Love in a Maze is an English broadside ballad that dates back, from estimation by the English Short Title Catalogue, to the 1640s, which immediately coincides with the publication of James Shirley's play, The Changes, or Love in a Maze, in 1639. The full title of the ballad is: "Love in a MAZE: / OR, The Young-man put to his Dumps. / Here in this Song you may behold and see / A gallant Girl obtain'd by Wit and Honesty; / All you that hear my Song, and mark it but aright, / Will say true love's worth gold, and breeds delight." It is set to the tune of, "The True Lovers Delight; Or, The Cambridge Horn." The ballad's opening lines are, "LAte in the Morning as I abroad was walking,/All in a meadow green, I heard two Lovers talking;." Extant copies of the ballad can be found at the Glasgow University Library, the British Library, the Huntington Library, the Pepys Library at Magdalene College, and the National Library of Scotland.

== Synopsis ==
The play begins with voyeuristic means: the, seemingly omniscient, narrator stumbles upon two witty lovers on a hilly knoll close to a river.
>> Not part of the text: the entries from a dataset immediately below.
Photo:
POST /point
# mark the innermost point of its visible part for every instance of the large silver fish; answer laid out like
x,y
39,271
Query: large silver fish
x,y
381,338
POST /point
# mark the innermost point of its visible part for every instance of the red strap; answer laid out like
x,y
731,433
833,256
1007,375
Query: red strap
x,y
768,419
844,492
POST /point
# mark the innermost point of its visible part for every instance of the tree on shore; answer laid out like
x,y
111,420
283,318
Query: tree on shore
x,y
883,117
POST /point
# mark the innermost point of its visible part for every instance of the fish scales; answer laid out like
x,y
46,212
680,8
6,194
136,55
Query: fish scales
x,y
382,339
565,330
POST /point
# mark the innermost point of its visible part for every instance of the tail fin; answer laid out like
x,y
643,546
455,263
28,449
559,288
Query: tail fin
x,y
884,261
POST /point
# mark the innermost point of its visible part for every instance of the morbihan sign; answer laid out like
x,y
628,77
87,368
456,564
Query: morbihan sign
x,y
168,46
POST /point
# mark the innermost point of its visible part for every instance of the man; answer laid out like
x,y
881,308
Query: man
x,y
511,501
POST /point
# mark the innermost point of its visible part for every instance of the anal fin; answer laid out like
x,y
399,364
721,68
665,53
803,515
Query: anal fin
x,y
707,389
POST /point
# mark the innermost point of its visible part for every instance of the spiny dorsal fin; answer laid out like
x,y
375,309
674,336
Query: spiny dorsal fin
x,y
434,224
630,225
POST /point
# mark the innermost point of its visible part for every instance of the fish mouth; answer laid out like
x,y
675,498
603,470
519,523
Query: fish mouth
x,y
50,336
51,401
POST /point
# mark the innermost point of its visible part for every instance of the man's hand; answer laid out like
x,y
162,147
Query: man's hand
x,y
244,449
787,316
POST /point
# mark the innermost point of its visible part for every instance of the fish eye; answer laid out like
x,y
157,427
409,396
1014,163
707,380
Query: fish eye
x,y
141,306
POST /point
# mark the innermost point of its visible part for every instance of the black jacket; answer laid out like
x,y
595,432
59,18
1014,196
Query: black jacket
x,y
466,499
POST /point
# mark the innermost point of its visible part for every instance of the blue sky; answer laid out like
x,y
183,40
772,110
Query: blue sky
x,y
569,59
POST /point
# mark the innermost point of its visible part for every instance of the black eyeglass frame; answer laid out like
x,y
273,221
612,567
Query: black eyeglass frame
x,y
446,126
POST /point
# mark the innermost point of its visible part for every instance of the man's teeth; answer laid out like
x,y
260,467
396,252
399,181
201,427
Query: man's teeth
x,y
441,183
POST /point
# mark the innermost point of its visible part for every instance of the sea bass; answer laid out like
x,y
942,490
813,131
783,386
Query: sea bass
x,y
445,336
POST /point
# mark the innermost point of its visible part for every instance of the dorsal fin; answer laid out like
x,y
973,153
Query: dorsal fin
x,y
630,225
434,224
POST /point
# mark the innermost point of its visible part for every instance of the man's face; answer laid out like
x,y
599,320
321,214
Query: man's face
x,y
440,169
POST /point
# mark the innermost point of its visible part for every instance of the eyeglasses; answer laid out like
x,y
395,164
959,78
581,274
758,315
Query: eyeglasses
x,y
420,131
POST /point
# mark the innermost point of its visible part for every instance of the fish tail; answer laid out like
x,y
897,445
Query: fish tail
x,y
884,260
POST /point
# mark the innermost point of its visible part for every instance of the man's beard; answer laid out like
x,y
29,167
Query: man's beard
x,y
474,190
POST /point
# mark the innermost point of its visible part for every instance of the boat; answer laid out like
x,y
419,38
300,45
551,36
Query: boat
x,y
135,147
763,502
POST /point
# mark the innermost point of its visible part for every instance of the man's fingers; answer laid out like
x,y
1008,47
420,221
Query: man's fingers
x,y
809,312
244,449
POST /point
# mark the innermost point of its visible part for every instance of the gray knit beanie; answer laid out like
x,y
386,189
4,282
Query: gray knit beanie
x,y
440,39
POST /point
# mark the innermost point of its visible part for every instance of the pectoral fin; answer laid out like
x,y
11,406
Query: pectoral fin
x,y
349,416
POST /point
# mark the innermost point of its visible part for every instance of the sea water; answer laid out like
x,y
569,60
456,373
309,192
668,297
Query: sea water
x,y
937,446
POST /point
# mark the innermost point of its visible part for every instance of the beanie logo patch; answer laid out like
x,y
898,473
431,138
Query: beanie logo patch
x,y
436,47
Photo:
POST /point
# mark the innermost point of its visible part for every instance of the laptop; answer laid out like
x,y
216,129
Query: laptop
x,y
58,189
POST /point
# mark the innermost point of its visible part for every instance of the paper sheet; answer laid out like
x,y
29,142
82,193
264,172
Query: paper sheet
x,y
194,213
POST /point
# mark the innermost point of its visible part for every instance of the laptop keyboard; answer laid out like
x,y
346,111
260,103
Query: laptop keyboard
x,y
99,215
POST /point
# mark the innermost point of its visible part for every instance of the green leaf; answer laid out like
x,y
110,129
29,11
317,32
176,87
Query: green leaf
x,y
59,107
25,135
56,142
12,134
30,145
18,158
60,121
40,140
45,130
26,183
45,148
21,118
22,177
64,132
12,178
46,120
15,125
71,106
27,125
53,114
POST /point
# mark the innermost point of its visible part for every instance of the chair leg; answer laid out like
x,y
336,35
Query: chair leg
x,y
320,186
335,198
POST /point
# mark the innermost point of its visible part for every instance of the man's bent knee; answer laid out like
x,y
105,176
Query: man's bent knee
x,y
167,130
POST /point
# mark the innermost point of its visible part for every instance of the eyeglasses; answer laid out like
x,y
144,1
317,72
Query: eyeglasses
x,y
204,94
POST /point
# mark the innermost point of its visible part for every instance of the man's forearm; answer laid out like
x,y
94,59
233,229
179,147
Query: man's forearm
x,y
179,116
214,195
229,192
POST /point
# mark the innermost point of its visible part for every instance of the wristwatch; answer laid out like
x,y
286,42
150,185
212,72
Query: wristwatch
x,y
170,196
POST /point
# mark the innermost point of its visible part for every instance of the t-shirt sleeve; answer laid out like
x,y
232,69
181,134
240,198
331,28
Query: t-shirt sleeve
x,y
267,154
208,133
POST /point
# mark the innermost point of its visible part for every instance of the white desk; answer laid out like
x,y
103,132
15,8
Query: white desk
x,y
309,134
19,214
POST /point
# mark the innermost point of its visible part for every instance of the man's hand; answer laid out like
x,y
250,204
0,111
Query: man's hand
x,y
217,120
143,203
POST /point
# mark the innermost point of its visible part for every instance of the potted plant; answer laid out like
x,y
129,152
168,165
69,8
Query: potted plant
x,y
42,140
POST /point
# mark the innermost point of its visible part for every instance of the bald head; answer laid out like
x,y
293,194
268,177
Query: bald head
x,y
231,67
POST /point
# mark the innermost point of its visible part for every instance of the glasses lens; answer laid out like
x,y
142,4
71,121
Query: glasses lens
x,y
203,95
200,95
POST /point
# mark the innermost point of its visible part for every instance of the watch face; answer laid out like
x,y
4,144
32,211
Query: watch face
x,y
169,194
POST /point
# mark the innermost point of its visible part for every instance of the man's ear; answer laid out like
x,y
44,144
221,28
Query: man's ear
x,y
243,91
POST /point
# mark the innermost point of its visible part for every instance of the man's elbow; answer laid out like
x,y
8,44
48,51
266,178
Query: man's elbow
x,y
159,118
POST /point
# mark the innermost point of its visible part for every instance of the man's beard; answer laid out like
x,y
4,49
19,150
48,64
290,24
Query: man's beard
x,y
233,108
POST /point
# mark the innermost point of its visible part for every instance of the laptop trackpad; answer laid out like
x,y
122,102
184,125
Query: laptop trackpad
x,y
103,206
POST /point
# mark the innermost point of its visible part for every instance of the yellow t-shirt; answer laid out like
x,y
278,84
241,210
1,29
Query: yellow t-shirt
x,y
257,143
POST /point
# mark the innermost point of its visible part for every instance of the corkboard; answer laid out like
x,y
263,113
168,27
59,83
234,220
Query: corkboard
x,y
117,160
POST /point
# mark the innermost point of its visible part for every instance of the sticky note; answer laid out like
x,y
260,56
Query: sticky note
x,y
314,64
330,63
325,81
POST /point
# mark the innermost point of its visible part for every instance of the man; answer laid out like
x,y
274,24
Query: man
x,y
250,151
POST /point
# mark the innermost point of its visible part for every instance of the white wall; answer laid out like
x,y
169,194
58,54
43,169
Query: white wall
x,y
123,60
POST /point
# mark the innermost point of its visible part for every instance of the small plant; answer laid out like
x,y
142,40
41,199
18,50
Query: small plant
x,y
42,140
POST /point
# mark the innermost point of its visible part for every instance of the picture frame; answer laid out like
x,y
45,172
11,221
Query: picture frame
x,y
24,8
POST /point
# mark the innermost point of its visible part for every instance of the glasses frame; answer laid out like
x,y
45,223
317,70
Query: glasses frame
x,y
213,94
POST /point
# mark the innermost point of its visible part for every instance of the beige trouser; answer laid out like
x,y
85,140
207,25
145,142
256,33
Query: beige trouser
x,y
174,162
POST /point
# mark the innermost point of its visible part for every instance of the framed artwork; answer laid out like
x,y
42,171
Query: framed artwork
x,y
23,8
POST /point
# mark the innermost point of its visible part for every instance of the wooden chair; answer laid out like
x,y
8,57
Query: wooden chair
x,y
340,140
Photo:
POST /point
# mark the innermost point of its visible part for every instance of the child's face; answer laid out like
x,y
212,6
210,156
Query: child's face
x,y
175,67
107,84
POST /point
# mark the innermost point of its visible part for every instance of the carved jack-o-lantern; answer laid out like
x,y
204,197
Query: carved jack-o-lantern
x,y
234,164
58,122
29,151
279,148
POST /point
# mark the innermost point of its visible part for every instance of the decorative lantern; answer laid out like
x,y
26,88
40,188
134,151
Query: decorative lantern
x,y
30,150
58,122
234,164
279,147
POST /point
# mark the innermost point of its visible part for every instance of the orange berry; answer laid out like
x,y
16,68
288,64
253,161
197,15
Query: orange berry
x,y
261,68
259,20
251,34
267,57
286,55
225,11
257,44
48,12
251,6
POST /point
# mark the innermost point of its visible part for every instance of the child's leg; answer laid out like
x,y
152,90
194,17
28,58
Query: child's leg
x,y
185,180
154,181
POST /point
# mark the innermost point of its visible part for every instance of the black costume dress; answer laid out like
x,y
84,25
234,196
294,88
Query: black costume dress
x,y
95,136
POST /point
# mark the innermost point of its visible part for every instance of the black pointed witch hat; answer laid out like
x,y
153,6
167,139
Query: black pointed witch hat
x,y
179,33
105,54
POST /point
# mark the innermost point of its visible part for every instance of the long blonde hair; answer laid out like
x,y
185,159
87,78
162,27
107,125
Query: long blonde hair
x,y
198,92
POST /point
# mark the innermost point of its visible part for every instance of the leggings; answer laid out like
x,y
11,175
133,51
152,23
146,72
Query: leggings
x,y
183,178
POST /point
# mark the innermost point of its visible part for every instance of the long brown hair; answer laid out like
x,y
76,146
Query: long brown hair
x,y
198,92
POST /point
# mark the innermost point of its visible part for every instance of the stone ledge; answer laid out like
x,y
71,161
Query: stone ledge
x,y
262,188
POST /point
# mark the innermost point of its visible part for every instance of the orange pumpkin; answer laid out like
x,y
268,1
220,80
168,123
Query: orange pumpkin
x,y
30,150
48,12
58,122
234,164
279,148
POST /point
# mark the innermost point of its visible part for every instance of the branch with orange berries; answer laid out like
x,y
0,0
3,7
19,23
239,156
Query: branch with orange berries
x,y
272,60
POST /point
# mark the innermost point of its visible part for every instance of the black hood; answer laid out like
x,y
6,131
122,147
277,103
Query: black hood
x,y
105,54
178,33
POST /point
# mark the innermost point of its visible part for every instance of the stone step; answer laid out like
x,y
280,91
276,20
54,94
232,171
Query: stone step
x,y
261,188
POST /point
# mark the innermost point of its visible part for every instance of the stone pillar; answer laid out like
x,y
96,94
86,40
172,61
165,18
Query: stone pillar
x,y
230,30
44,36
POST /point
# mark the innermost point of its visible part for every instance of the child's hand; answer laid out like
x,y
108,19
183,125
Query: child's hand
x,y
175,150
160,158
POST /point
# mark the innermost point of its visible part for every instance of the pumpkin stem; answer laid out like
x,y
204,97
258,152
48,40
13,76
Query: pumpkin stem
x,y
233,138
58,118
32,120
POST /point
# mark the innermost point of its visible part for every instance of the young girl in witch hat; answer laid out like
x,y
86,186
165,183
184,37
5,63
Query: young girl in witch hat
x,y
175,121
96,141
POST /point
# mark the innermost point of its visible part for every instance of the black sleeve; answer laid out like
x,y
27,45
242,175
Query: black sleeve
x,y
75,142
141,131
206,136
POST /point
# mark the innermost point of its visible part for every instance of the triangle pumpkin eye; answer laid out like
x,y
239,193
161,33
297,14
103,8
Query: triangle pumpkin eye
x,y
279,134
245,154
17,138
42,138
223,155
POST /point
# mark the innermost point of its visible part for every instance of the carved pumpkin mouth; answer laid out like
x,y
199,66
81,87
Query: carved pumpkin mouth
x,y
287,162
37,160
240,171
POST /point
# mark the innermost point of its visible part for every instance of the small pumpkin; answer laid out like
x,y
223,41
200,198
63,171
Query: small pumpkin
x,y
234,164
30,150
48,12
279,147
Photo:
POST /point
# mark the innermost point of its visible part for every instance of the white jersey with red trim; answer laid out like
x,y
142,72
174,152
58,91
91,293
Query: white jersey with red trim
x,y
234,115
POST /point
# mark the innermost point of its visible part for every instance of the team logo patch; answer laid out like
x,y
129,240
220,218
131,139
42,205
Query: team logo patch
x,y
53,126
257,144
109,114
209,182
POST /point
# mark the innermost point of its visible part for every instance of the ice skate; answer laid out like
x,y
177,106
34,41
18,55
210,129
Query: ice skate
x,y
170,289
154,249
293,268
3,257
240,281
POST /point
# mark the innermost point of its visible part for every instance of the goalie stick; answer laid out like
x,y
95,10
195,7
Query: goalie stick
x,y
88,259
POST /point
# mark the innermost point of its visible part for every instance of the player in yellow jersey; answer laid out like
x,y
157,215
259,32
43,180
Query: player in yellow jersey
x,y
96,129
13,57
The young man—the first of the two speaking roles—professes his love for a fair, wealthy maiden—the second and wittier. She is reluctant to comply with this wish to be married, and replies that love, "is like a fishers angle,/ which oft hath golden baites, silly maidens to intangle." The young man continues to profess his adoration and enchantment with the maid, but she can see through his falsity—she acknowledges that young men constantly chase after young women, vocalizing their love, but are only interested in the woman's virginity. The young man is undeterred and asks for a test to prove his ardor. The maid takes to the riverbed and plucks a bouquet of "may" and "time" and she hands it to him as a riddle. The young man blushes and answers the riddle: "This May [May first is the month and date of the ballad's setting] stuck in Time which is to me presenting,/ shew that I may in time gain your love with sweet con-tenting." The maiden then agrees to marry him and they do. The narrator ends by praising this marriage in which both gained something: he—money—and she—a loyal husband. But it also warns young maids to: "Try before you trust, be careful in consenting."

Form

The ballad is arranged in play-like fashion in that it employs two speakers, each with their own part and set of lines. The form of each speaker's part includes five lines—two rhyming couplets concluded with an exact repetition of line 4. The rhyme scheme is: A,A,B,B,B.

== Historical Basis ==
In addition to the ballad's likeness to Shirley's "The Changes, or, Love in a Maze," the subtitle, "Love in a Maze" is perhaps most recognized in the amatory fiction piece written by Eliza Haywood in 1725, nearly a century after the ballad and play's first publications. Though Shirley's play, the broadside ballad, and Haywood's novella do not retell exactly the same plot line, themes of witty lover engagement, sexual awakening, and lascivious practices are apparent in all three.

And though more is usually known about the ballad's tune in ballad scholarship, there is little known about either "The True Lovers Delight" or "The Cambridge Horn." Neither are cataloged in Chappell's Popular Music of Olden Time or Simpson's The British Broadside Ballad and its Music.